И вот как-то они оказались в лодке вдвоем. Учитель часто просил перевезти Его на другой берег Тивериадского озера или свезти в Тивериаду и брал братьев Зеведеевых и Иониных с собой, когда ходил по прибрежным селениям, говорил там с людьми, которые собирались вокруг Него. Как и окружавшие Учителя люди, Иоанн удивленно внимал словам Его о грядущем Царстве Небесном, о крещении Святым Духом и о спасении; о любви к братьям своим как о высшем Законе жизни.

И вот случилось так, что Иоанн впервые оказался в лодке наедине с Учителем.

Братьям Иониным и Иакову Учитель поручил заняться в тот день другими делами, а его, Иоанна, к неудовольствию самолюбивого Симона, которого Учитель стал называть Петром, позвал с собой. И Иоанн, задыхаясь от радости, схватил весла и отправился в свое главное путешествие вдвоем с Учителем.

Иоанн, выросший у озера, любил воду, небо над водным простором, блеск и запах рыбьей чешуи под солнцем; любил, лежа в лодке, смотреть на затейливую игру облаков; ему нравились запахи водорослей, смолы, которой смолили лодку, а с тех пор, как равви Ахав просветил его, он больше всего любил думать о Боге, который все это однажды сотворил и дал человеку: "Боже! Ты Бог мой, Тебя от ранней зари ищу я; Тебя жаждет душа моя, по Тебе томится плоть моя…"

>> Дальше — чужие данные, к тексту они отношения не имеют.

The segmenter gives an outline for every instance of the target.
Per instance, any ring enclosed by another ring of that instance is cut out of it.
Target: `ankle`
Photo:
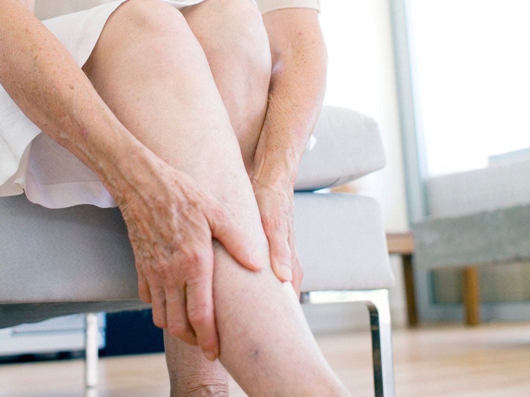
[[[228,385],[216,382],[171,386],[171,397],[228,397]]]

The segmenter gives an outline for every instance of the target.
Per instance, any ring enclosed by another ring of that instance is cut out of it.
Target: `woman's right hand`
[[[134,252],[140,297],[152,303],[157,327],[198,344],[214,360],[219,348],[212,239],[250,270],[260,270],[264,260],[234,214],[188,175],[161,163],[155,173],[137,175],[117,200]]]

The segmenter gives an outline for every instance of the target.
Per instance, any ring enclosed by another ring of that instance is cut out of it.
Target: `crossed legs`
[[[231,102],[235,93],[223,89],[229,81],[215,73],[215,57],[207,58],[211,51],[201,45],[207,39],[198,33],[197,40],[190,21],[155,0],[130,0],[111,16],[84,70],[129,131],[222,200],[266,255],[245,165],[259,137],[267,90],[251,87],[261,97],[249,112],[241,107],[244,103]],[[239,126],[235,131],[233,124]],[[207,362],[197,347],[166,333],[172,395],[226,395],[220,363],[251,396],[348,395],[320,353],[291,285],[270,268],[246,270],[216,243],[214,260],[219,360]]]

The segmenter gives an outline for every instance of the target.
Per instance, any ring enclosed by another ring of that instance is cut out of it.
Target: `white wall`
[[[387,159],[381,171],[356,181],[361,194],[381,205],[388,231],[407,229],[405,184],[395,91],[387,0],[327,0],[322,2],[321,22],[328,46],[329,67],[324,103],[355,109],[379,124]],[[402,270],[392,258],[396,285],[391,291],[393,320],[404,323]],[[366,309],[359,305],[304,308],[315,331],[345,329],[366,324]]]

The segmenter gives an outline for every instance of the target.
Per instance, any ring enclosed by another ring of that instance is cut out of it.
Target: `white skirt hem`
[[[162,0],[176,8],[202,0]],[[112,12],[127,0],[51,18],[42,23],[84,65]],[[25,193],[48,208],[117,204],[91,170],[25,116],[0,86],[0,197]]]

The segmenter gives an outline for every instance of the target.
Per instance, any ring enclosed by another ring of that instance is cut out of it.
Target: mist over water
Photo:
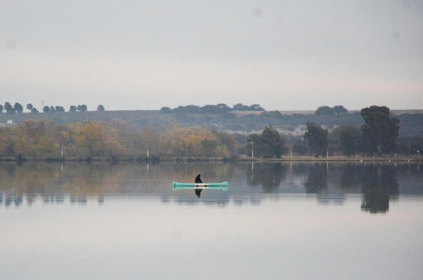
[[[199,173],[229,190],[172,190]],[[423,276],[418,164],[2,163],[0,177],[7,279]]]

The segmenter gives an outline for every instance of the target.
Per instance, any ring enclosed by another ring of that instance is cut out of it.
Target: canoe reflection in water
[[[194,192],[195,192],[195,195],[199,197],[201,194],[201,191],[202,190],[202,189],[196,189],[195,191],[194,191]]]

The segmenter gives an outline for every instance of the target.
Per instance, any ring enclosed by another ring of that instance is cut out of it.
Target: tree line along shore
[[[0,128],[0,157],[19,160],[36,158],[242,160],[248,157],[302,160],[312,156],[337,160],[369,158],[400,160],[420,156],[423,137],[399,137],[401,124],[390,113],[389,108],[370,106],[362,110],[361,115],[362,126],[339,125],[330,131],[307,121],[300,135],[281,134],[271,125],[265,126],[260,133],[245,135],[202,126],[140,126],[121,120],[58,123],[27,119]]]

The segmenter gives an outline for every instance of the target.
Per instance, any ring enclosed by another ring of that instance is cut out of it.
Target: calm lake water
[[[0,279],[423,279],[422,169],[0,164]]]

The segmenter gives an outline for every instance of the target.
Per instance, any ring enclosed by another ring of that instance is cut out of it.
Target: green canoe
[[[193,189],[211,189],[227,191],[228,186],[228,182],[226,181],[221,183],[179,183],[175,181],[172,183],[172,188],[174,191]]]

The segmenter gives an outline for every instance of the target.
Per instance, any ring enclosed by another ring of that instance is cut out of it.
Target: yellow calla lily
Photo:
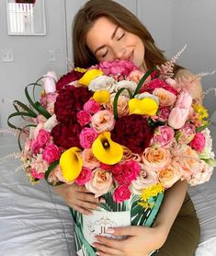
[[[93,99],[100,104],[108,103],[110,93],[108,90],[98,90],[94,93]]]
[[[129,100],[130,114],[154,115],[157,109],[157,102],[151,98],[144,98],[142,99],[131,99]]]
[[[64,151],[60,157],[63,176],[67,181],[74,180],[82,170],[83,160],[79,157],[79,152],[81,149],[74,146]]]
[[[79,79],[79,83],[87,87],[93,79],[102,75],[103,71],[99,69],[90,69]]]
[[[104,132],[98,135],[92,145],[92,152],[100,162],[114,165],[119,162],[123,157],[122,146],[110,138],[109,132]]]

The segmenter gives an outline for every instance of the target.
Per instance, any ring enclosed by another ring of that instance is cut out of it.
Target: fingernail
[[[115,232],[114,228],[110,228],[110,227],[108,228],[107,233],[113,234],[114,232]]]
[[[106,200],[105,200],[104,198],[100,198],[100,203],[105,204],[105,203],[106,203]]]

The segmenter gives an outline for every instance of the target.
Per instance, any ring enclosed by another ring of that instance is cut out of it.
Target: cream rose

Высоко в небе плыли легкие белые облака, палило солнце. Иоанн неторопливо, стараясь не брызгать, работал веслами. Лодка плавно двигалась в сторону Тивериады - города, недавно построенного Иродом на месте старого кладбища. Иоанн знал, что праведные евреи гнушаются этим местом, ибо там часто проходили языческие увеселения. Там был театр, устраивались богопротивные игрища. Он не понимал, почему Учитель посещал это ненавистное праведным иудеям место.

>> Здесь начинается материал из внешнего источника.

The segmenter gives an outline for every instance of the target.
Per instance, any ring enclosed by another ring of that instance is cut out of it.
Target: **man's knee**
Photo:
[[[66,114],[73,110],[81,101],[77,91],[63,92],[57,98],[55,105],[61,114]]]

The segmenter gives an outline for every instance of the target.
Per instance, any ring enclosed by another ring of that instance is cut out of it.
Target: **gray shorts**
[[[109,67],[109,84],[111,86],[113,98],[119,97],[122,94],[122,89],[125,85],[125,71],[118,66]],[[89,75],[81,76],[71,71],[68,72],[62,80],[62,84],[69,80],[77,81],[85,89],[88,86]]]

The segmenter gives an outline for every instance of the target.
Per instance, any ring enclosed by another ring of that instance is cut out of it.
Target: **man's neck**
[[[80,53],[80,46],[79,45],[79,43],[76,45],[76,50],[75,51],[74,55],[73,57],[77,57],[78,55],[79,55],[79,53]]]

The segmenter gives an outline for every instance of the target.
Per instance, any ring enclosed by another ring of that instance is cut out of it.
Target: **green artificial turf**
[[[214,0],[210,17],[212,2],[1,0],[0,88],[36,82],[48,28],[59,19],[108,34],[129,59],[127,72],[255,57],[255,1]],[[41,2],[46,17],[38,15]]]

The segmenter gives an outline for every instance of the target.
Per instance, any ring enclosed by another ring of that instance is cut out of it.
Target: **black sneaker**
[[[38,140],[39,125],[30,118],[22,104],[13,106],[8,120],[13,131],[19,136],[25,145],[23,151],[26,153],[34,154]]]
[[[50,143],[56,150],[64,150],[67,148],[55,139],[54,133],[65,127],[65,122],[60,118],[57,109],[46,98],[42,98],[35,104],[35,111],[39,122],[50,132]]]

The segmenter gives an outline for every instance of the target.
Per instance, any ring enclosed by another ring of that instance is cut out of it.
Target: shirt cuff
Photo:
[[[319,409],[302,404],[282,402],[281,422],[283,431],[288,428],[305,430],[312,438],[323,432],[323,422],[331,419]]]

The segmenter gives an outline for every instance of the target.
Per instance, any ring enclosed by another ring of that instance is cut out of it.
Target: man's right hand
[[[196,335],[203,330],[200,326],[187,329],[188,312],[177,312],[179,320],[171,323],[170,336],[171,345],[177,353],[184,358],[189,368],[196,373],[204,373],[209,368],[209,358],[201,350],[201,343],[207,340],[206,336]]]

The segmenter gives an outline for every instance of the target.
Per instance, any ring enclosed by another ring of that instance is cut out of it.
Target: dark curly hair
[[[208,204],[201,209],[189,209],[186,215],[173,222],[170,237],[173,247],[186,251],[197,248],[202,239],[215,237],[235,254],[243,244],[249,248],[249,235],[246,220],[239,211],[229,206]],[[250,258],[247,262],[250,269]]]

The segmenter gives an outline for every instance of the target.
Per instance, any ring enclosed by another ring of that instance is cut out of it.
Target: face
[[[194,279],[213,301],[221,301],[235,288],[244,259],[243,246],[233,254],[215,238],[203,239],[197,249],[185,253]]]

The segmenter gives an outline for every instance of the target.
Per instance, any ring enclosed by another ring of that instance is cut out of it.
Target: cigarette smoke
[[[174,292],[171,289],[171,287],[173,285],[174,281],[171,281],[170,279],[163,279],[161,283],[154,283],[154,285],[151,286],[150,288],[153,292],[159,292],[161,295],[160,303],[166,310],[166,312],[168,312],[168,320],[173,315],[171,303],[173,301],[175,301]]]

- Учитель, разве Ты не знаешь, что Бог Израиля проклял Иродову Тивериаду? Равви Ахав не разрешал мне там продавать язычникам рыбу. Разве Закон Моисея не запрещает евреям общаться с необрезанными?

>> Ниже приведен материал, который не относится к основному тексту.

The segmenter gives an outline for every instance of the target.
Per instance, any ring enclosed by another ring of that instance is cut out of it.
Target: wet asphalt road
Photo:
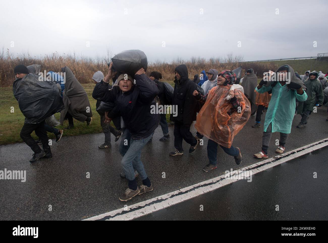
[[[301,129],[296,127],[301,119],[297,116],[286,144],[286,151],[328,137],[327,116],[327,108],[320,107],[317,113],[311,114],[306,126]],[[25,143],[1,146],[0,170],[26,170],[27,179],[25,182],[0,180],[0,220],[83,219],[215,177],[231,168],[236,170],[254,164],[258,161],[253,155],[260,150],[263,132],[262,128],[251,127],[255,120],[255,116],[251,116],[234,141],[234,145],[241,149],[241,164],[237,165],[233,158],[219,148],[218,168],[207,173],[202,170],[208,163],[207,139],[204,139],[204,145],[193,154],[188,153],[189,145],[184,142],[183,155],[170,157],[168,153],[174,150],[174,127],[169,127],[171,139],[161,142],[158,140],[162,136],[159,126],[153,141],[144,148],[141,156],[154,190],[127,203],[118,199],[127,182],[119,176],[122,171],[121,157],[118,151],[118,142],[114,142],[113,138],[112,148],[102,150],[97,148],[103,142],[102,134],[63,137],[57,144],[53,141],[52,159],[32,164],[29,160],[33,153]],[[193,125],[191,130],[195,133]],[[269,150],[270,157],[276,155],[274,141],[279,137],[278,133],[273,135],[272,146]],[[166,174],[165,178],[162,177],[163,172]],[[87,172],[90,173],[90,178],[86,178]],[[141,183],[140,179],[138,182]],[[231,188],[242,183],[227,186]],[[254,184],[249,186],[255,186],[256,183]],[[264,191],[272,186],[270,183],[256,184]],[[51,211],[48,210],[50,205]]]
[[[327,153],[326,147],[254,175],[250,182],[240,180],[135,220],[328,220]]]

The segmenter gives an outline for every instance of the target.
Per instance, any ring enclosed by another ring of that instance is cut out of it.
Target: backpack
[[[159,81],[161,82],[161,81]],[[164,86],[164,89],[165,90],[165,96],[166,100],[170,104],[172,104],[172,100],[173,98],[173,91],[174,88],[171,85],[166,82],[162,82]]]

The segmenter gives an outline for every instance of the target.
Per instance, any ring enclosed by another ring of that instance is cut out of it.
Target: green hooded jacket
[[[287,66],[288,72],[290,73],[290,82],[299,84],[302,86],[303,90],[306,89],[305,85],[296,77],[294,70],[289,65]],[[279,68],[276,71],[276,75]],[[282,86],[279,82],[273,86],[271,81],[268,86],[263,85],[259,89],[256,87],[256,90],[260,94],[272,90],[272,96],[269,103],[268,110],[265,115],[265,120],[263,126],[263,131],[266,132],[267,129],[270,123],[272,123],[272,132],[279,132],[283,133],[290,133],[292,123],[295,114],[296,106],[296,100],[302,102],[306,100],[307,96],[304,91],[303,94],[299,95],[295,89],[287,88],[287,84]]]
[[[311,80],[310,77],[312,74],[314,74],[316,77],[314,79]],[[322,86],[318,80],[318,72],[314,71],[309,74],[309,78],[304,82],[306,86],[308,98],[305,101],[299,103],[297,109],[299,114],[302,114],[307,110],[313,111],[316,104],[322,105],[323,103]]]

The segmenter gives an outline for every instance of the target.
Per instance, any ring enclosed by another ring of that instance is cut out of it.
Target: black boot
[[[30,162],[31,163],[33,163],[37,161],[40,159],[43,158],[46,156],[46,153],[43,150],[41,150],[40,153],[33,154],[33,157],[31,159]]]
[[[74,125],[73,124],[70,124],[68,125],[68,126],[67,127],[65,127],[64,128],[65,130],[67,130],[69,129],[72,129],[72,128],[74,128]]]
[[[43,146],[43,151],[46,153],[46,155],[44,158],[46,159],[50,159],[52,158],[52,154],[51,153],[51,150],[50,150],[50,146],[48,146],[47,147]]]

Учитель возлежал на носу лодки, за спиной сидевшего на веслах Иоанна, и, разнежившись на солнцепеке, опустив одну руку в прохладную изумрудную воду, казалось, бездумно смотрел вдаль на полоску земли, еле видимую в голубой дымке. До него словно из другого мира донеслось, что юный его ученик что-то говорит о Законе. Юноша смышлен, знает Писание. Верит в незыблемость Закона Моисеева, который Ему предстоит поколебать… Да, Он уже сталкивался с законниками, правоверными посетителями синагог - со всеми этими книжниками и фарисеями - и знал все рытвины, ухабы и пропасти, которые ждут Его на уготовленном Ему свыше пути. Знал, что Ему предстоит. И Ему, и Его ученикам, и всем последователям Его спасительного Учения, которое в Него, никому не известного Иисуса из Назарета, вложил Его Отец небесный, пославший Его к людям. И Он начинал готовить их, этих простодушных рыбарей, верных Моисееву Закону, к другой вере. Готовы ли они будут преступить Закон?

- А скажи, Иоанн, сядешь ли ты за трапезу с эллином? - ответил Он вопросом на вопрос своего юного гребца.

- Никогда, Учитель.

- А готов ли ты возлюбить эллина, как брата своего?

- Ты говоришь со мною, как с ребенком, Учитель. Конечно, нет. Закон запрещает мне общение с эллином.

- А разве ты не повторял за мной, когда я учил собравшихся на берегу рыбаков "любить братьев своих, как самого себя"?

- Так разве необрезанные могут мне быть братьями?

- А если они обрежутся?

Иоанн задумался.

- Тогда не знаю, - признался он. - Тогда, наверное, все равно нельзя. Они едят мясо с кровью. А кровь - это душа. А душа принадлежит Богу. Поэтому делить с ними трапезу запрещено. Да Ты ведь и сам все это знаешь. А проповедь твоя мне нравится. И я часто перед сном размышляю о том, что Ты говорил днем собравшимся вокруг людям.

Учитель замолчал. Он думал, что новую веру легче примут язычники, чем его собратья - правоверные иудеи. Кому удастся очистить иудейство от крайностей, превратить его во всеобщую веру, ведущую человечество к спасению? Этим простодушным Его ученикам? Выдержат ли они?

И тут его юный спутник вдруг сказал:

- Учитель, я могу тебя спросить об одном важном для меня событии?